Posts by Reinhard

    Danke, nun seh ich's.
    Früher hatte "Backlight" im Inhaltsverzeichnis des Testberichts ein eigenes Kapitel.
    Nun steht es unter "Reaktionsverhalten". Muss man erst mal darauf kommen.


    Aber eine Frage noch:
    Wieso werden Fernsehgeräte nicht auf Backlight-Flimmern getestet?

    Ja, natürlich, der Unterschied ist gewaltig.


    Bei 19" mit 1280x1024 Auflösung sind die Pixel 0,294 mm groß (86 dpi).
    Mit Cleartype wirken die Buchstabenränder ausgefranst und unscharf, bei genauem Hinsehen sieht man auch leichte Farbsäume.
    Deshalb habe ich hier ClearType abgeschaltet, was aber auch keine optimale Lösung ist.


    Besser war die Schriftdarstellung auf einem 24" Monitor mit 1920x1200 Auflösung, den ich 14 Tage hatte.
    Hier sind die Pixel 0,269 mm groß (94 dpi). Aber auch hier war ich nicht wirklich zufrieden. Die Buchstaben waren immer noch leicht ausgefranst.


    Dann eben der 27" Monitor mit 2560x1440 Auflösung. Hier sind die Pixel nur noch 0,233 mm groß (109 dpi).
    Die Schrift ist hier wirklich scharf, wie gedruckt. Und wenn man Windows 7 oder 8 auf 125% hochskaliert, ist alles in angenehmer Größe lesbar. Ich arbeite bis zu 8 Stunden am Tag mit Word, und die Augen ermüden nicht mehr als bei Lesen von Schrift auf Papier. (Wozu sicher auch das PWM-freie Backlight des Dell U2713HM beiträgt.)
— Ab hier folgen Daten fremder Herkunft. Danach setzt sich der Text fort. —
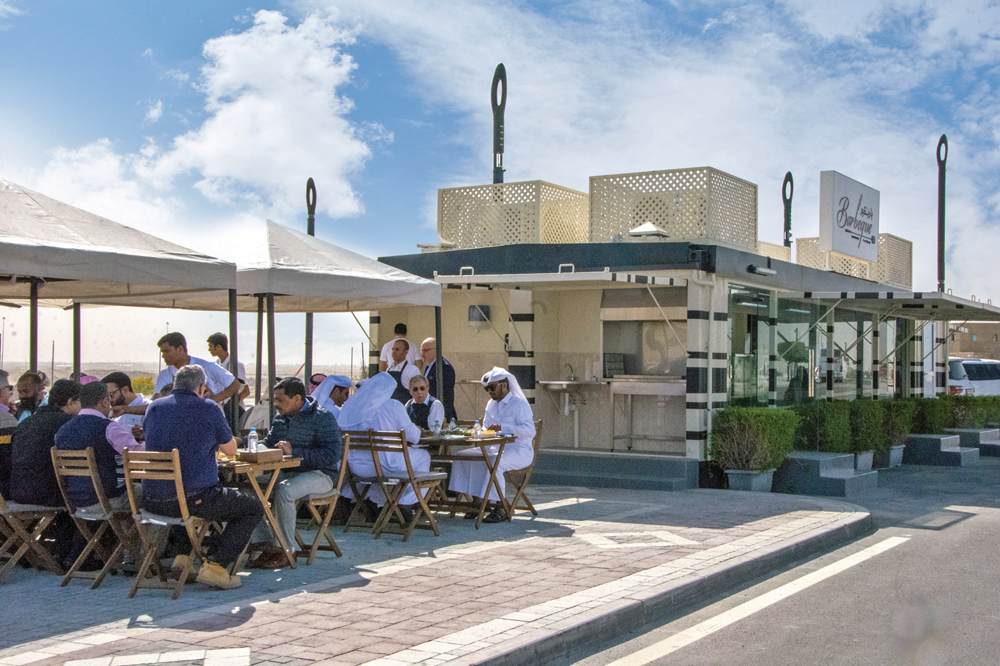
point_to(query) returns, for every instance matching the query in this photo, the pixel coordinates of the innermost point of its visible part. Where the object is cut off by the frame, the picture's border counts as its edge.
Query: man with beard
(29, 395)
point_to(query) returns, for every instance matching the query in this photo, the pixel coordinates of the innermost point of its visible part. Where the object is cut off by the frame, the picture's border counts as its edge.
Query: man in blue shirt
(305, 430)
(196, 426)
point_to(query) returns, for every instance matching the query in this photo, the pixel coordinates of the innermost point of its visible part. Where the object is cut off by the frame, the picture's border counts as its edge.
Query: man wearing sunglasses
(507, 413)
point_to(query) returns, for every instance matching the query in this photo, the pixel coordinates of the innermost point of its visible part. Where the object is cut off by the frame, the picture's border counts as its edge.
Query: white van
(973, 376)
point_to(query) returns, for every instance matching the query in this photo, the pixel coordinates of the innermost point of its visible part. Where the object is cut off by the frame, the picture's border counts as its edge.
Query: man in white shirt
(218, 346)
(173, 348)
(508, 413)
(402, 370)
(122, 396)
(385, 358)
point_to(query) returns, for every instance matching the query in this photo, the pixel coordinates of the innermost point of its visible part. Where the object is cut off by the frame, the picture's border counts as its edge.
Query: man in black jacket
(33, 479)
(305, 430)
(428, 352)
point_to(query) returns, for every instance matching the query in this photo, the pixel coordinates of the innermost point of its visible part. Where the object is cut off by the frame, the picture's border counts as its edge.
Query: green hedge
(752, 438)
(824, 426)
(867, 426)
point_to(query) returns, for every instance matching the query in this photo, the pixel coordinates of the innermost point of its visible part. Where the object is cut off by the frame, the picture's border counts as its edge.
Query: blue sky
(197, 120)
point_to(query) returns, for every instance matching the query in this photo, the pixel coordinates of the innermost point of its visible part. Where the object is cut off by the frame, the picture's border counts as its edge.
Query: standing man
(173, 347)
(508, 413)
(385, 358)
(187, 421)
(428, 352)
(402, 370)
(423, 409)
(332, 392)
(305, 430)
(92, 429)
(122, 396)
(218, 346)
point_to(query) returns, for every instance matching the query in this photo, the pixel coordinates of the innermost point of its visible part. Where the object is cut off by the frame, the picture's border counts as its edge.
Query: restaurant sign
(848, 216)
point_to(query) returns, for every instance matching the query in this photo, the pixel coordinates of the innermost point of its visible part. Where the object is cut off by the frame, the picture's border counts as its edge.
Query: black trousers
(240, 511)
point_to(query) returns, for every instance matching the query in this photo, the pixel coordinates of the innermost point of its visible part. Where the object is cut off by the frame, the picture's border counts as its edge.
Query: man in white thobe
(508, 413)
(372, 407)
(332, 393)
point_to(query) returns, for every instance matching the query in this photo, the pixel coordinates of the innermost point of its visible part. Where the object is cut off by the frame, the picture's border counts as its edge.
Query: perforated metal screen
(700, 205)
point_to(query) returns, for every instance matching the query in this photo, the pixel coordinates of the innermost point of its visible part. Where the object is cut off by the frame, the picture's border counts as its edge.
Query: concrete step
(827, 474)
(597, 469)
(944, 450)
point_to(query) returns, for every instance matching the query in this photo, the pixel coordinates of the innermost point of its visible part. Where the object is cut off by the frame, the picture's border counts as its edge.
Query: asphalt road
(932, 596)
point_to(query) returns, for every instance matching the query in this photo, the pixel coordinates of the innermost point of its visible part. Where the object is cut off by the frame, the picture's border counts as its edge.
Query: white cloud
(155, 111)
(275, 119)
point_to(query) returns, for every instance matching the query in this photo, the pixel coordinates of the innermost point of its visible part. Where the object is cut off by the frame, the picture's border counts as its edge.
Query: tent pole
(439, 372)
(234, 402)
(33, 351)
(311, 230)
(76, 342)
(260, 348)
(272, 369)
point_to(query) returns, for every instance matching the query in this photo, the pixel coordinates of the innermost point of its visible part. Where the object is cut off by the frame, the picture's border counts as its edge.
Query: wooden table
(440, 449)
(252, 470)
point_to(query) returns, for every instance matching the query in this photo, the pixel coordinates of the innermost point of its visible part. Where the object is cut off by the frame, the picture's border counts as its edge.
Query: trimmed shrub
(752, 438)
(824, 426)
(867, 426)
(897, 420)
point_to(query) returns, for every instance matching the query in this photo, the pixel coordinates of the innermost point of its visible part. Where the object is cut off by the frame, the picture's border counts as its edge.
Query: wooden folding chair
(316, 502)
(519, 478)
(161, 466)
(21, 526)
(84, 464)
(394, 483)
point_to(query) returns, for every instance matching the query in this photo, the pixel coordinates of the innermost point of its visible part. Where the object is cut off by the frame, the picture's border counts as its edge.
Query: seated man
(120, 389)
(402, 370)
(332, 392)
(173, 347)
(423, 409)
(33, 479)
(305, 430)
(197, 428)
(508, 413)
(92, 429)
(372, 406)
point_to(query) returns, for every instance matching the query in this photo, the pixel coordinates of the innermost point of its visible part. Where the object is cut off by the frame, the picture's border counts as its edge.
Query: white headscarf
(499, 374)
(359, 410)
(322, 392)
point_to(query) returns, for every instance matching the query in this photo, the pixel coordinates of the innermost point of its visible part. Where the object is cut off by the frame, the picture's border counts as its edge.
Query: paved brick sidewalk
(458, 598)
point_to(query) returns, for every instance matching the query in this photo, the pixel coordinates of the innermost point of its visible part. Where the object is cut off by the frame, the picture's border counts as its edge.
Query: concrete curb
(627, 615)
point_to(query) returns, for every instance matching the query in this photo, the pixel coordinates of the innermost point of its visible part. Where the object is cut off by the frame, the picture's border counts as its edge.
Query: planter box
(863, 461)
(893, 457)
(758, 482)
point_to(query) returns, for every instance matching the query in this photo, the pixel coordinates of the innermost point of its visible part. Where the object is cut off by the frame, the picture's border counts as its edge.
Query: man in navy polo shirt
(197, 428)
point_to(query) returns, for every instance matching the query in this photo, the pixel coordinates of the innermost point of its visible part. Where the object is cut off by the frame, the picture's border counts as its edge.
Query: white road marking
(710, 626)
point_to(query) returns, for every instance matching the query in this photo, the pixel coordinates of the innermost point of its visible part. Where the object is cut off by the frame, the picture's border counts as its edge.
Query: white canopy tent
(283, 270)
(58, 255)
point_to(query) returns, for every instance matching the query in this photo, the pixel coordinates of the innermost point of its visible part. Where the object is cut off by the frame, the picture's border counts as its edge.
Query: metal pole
(942, 160)
(33, 351)
(439, 372)
(499, 80)
(272, 368)
(787, 190)
(311, 230)
(260, 348)
(76, 342)
(234, 363)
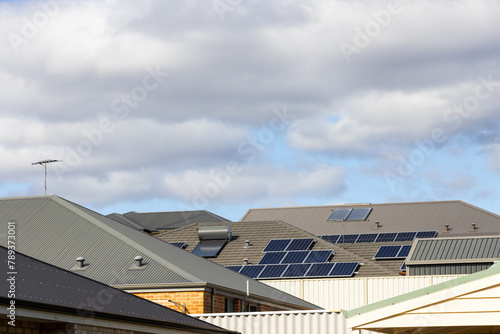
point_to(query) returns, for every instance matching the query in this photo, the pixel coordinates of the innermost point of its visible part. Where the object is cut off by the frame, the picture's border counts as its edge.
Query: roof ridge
(131, 242)
(355, 205)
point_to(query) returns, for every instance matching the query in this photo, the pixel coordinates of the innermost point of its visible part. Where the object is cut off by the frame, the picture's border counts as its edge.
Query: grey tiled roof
(260, 233)
(393, 217)
(44, 286)
(57, 231)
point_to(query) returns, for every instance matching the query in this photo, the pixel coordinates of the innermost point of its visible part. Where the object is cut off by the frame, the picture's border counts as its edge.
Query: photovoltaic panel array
(378, 237)
(235, 268)
(392, 252)
(296, 257)
(403, 267)
(301, 270)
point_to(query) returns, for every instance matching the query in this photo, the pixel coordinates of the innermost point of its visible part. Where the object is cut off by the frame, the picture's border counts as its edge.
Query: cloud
(236, 183)
(226, 80)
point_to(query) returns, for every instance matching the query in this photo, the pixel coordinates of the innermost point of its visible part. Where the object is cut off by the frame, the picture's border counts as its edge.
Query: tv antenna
(44, 163)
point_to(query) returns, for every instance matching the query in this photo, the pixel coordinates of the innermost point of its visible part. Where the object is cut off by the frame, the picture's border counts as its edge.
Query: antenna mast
(44, 163)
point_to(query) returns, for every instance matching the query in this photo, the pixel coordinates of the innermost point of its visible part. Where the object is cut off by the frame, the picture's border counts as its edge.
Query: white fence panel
(295, 322)
(336, 294)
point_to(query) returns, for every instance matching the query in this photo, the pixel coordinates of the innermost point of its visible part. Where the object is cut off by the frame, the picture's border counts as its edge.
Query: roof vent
(80, 264)
(212, 239)
(138, 261)
(138, 264)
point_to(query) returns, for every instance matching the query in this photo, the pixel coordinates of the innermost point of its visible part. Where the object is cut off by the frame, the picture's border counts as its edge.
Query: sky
(227, 105)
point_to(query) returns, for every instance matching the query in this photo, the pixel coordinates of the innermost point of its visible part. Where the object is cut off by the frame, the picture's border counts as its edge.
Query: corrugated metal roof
(455, 250)
(39, 283)
(159, 221)
(58, 231)
(393, 217)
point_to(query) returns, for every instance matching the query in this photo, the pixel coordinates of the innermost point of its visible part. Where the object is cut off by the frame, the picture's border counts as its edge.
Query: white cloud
(236, 183)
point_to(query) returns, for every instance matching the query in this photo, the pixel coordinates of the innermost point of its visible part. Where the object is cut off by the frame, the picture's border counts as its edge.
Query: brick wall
(196, 302)
(27, 327)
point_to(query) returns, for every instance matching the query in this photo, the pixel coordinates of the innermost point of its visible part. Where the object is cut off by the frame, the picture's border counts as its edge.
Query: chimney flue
(80, 262)
(138, 261)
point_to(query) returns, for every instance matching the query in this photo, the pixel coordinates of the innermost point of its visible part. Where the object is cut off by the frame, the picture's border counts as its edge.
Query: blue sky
(230, 105)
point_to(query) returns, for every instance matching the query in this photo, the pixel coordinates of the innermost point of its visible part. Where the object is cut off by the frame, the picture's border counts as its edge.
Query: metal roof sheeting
(452, 256)
(449, 250)
(58, 231)
(40, 284)
(159, 221)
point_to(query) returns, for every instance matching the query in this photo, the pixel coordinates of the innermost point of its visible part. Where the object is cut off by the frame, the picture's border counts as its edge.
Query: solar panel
(386, 237)
(273, 271)
(405, 236)
(295, 257)
(235, 268)
(300, 244)
(367, 237)
(427, 234)
(272, 258)
(339, 214)
(359, 214)
(403, 267)
(331, 238)
(387, 252)
(348, 238)
(252, 271)
(318, 256)
(319, 269)
(344, 269)
(296, 270)
(277, 245)
(404, 251)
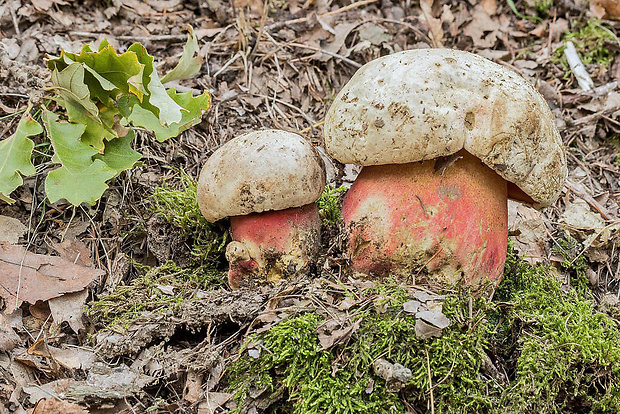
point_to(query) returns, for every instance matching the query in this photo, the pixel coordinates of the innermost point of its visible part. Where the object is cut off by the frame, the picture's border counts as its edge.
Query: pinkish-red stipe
(281, 242)
(410, 220)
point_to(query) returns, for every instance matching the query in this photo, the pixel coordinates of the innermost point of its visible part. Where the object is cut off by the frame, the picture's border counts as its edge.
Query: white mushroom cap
(422, 104)
(260, 171)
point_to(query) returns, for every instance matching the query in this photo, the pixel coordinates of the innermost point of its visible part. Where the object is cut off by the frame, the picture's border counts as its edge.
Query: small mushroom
(267, 182)
(445, 137)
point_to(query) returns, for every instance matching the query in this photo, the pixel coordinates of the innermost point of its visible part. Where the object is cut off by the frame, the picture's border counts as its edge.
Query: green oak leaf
(119, 155)
(193, 107)
(190, 61)
(108, 73)
(80, 179)
(15, 156)
(168, 111)
(74, 95)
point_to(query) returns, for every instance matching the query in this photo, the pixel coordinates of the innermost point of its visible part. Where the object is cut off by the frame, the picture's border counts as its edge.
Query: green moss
(342, 379)
(559, 354)
(179, 208)
(542, 7)
(564, 357)
(329, 205)
(148, 293)
(574, 262)
(589, 41)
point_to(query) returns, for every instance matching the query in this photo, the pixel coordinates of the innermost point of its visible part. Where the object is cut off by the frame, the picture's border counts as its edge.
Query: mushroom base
(431, 222)
(272, 245)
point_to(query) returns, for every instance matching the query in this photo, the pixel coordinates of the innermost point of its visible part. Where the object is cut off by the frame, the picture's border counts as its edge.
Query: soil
(273, 64)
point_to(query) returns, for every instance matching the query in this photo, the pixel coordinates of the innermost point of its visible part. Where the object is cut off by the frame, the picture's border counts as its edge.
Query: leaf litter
(279, 73)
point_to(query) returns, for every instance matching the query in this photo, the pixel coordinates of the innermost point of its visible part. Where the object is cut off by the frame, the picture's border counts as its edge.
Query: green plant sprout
(329, 204)
(589, 41)
(101, 98)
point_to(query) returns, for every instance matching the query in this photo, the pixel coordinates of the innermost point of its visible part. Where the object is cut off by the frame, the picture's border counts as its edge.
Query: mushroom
(444, 137)
(267, 182)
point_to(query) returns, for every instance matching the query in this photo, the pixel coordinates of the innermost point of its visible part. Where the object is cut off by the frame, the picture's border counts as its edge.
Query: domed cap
(260, 171)
(422, 104)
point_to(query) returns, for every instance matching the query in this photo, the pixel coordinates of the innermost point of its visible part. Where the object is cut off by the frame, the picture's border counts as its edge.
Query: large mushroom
(444, 137)
(267, 182)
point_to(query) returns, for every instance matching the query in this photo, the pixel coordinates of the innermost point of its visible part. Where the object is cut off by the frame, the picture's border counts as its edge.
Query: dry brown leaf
(435, 32)
(11, 229)
(396, 375)
(69, 308)
(605, 9)
(193, 386)
(482, 29)
(425, 330)
(527, 230)
(213, 401)
(436, 318)
(342, 31)
(54, 406)
(76, 251)
(29, 277)
(8, 338)
(329, 337)
(102, 382)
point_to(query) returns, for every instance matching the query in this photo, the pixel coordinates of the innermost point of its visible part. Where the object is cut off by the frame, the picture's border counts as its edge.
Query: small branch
(332, 54)
(154, 38)
(352, 6)
(577, 67)
(430, 382)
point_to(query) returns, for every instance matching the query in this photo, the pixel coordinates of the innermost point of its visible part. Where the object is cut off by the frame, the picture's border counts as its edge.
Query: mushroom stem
(272, 244)
(442, 223)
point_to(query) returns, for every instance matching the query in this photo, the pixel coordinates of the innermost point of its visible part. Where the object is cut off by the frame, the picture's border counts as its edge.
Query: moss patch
(329, 205)
(160, 289)
(537, 346)
(589, 40)
(176, 204)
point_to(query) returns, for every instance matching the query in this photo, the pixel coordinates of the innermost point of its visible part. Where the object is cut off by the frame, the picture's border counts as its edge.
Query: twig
(153, 38)
(306, 116)
(588, 199)
(594, 117)
(430, 382)
(352, 6)
(336, 55)
(577, 67)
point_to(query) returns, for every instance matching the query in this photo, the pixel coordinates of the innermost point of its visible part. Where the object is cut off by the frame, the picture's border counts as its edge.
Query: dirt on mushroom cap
(422, 104)
(260, 171)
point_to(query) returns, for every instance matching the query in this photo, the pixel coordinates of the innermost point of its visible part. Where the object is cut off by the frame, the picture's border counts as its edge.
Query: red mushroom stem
(278, 243)
(443, 226)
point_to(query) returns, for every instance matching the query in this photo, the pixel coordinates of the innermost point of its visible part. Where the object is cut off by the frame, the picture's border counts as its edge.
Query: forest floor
(156, 328)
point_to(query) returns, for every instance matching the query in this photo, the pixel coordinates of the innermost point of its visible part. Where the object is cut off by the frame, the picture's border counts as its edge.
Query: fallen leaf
(527, 230)
(29, 277)
(375, 34)
(54, 406)
(411, 306)
(605, 9)
(74, 251)
(69, 308)
(328, 337)
(8, 338)
(396, 375)
(435, 318)
(482, 29)
(193, 386)
(102, 382)
(424, 330)
(11, 229)
(435, 32)
(213, 401)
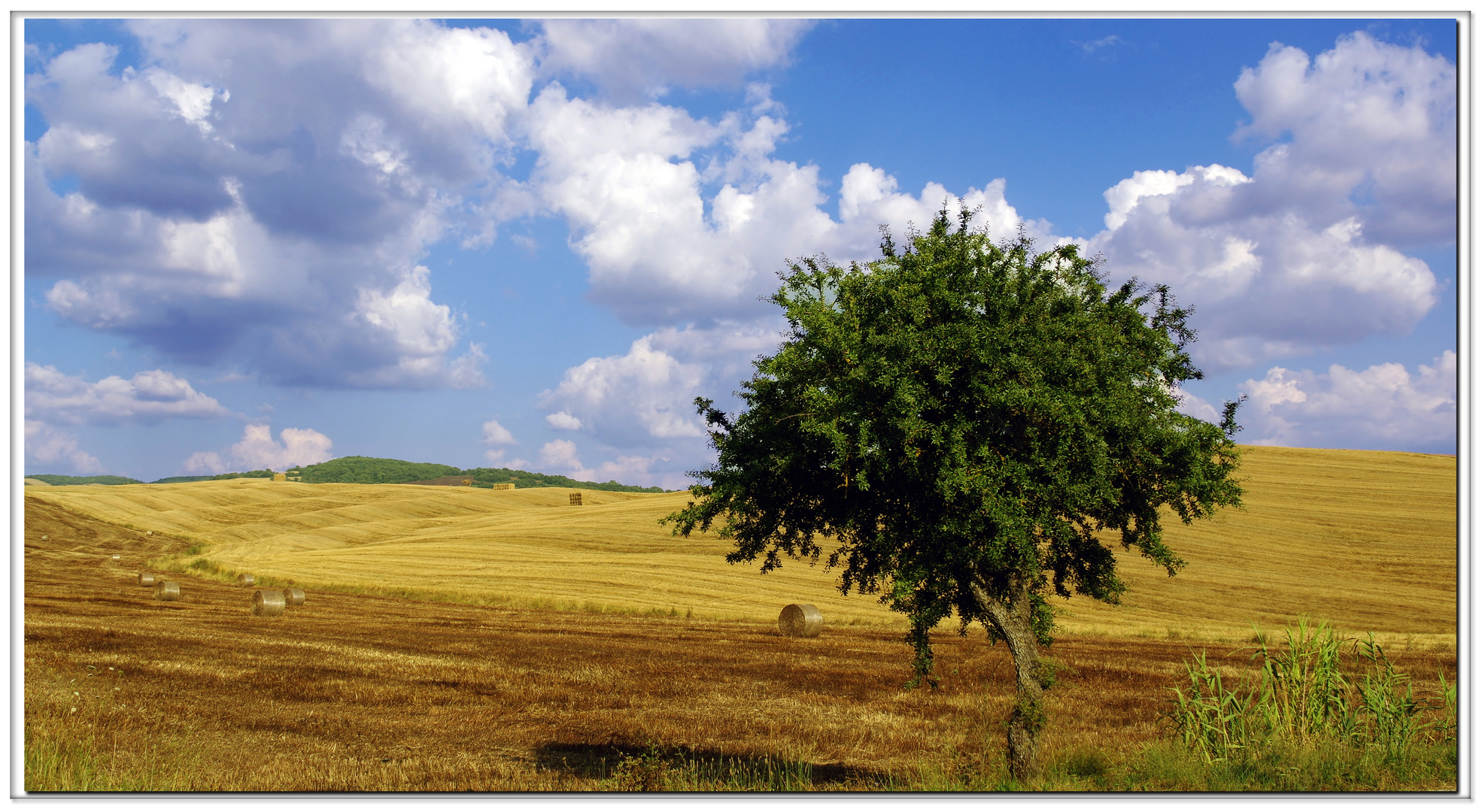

    Nach einer wahren Odyssee mit verschiedensten Monitoren habe ich seit drei Wochen den Dell U2713HM,
    und es ist der erste, mit dem ich wirklich zufrieden bin. Andere
    Monitore hatten Backlight mit PWM-Regelung und irgendwann stellten sich
    zuverlässig Kopfweh und tränende Augen ein. Der Dell ist der erste
    Monitor, mit dem ich stundenlang ohne Augenbelastung arbeiten kann.


    Die Panelausleuchtung ist zwar nicht 100% gleichmäßig, aber besser als
    bei den anderen Gurken, die ich hier hatte. Und vor allem und
    prinzipiell: Ich würde nie mehr größere Pixel wollen als die 0,23 großen
    Pixel bei 27 Zoll und 2560x1440 Auflösung. Erst ab dieser kleinen
    Pixelgröße kann ClearType richtig zur Geltung kommen und Schrift sieht
    aus wie gedruckt. Dazu passt optimal Windows 7/8 auf 125%
    hochzuskalieren. Dann hat alles eine perfekte Größe.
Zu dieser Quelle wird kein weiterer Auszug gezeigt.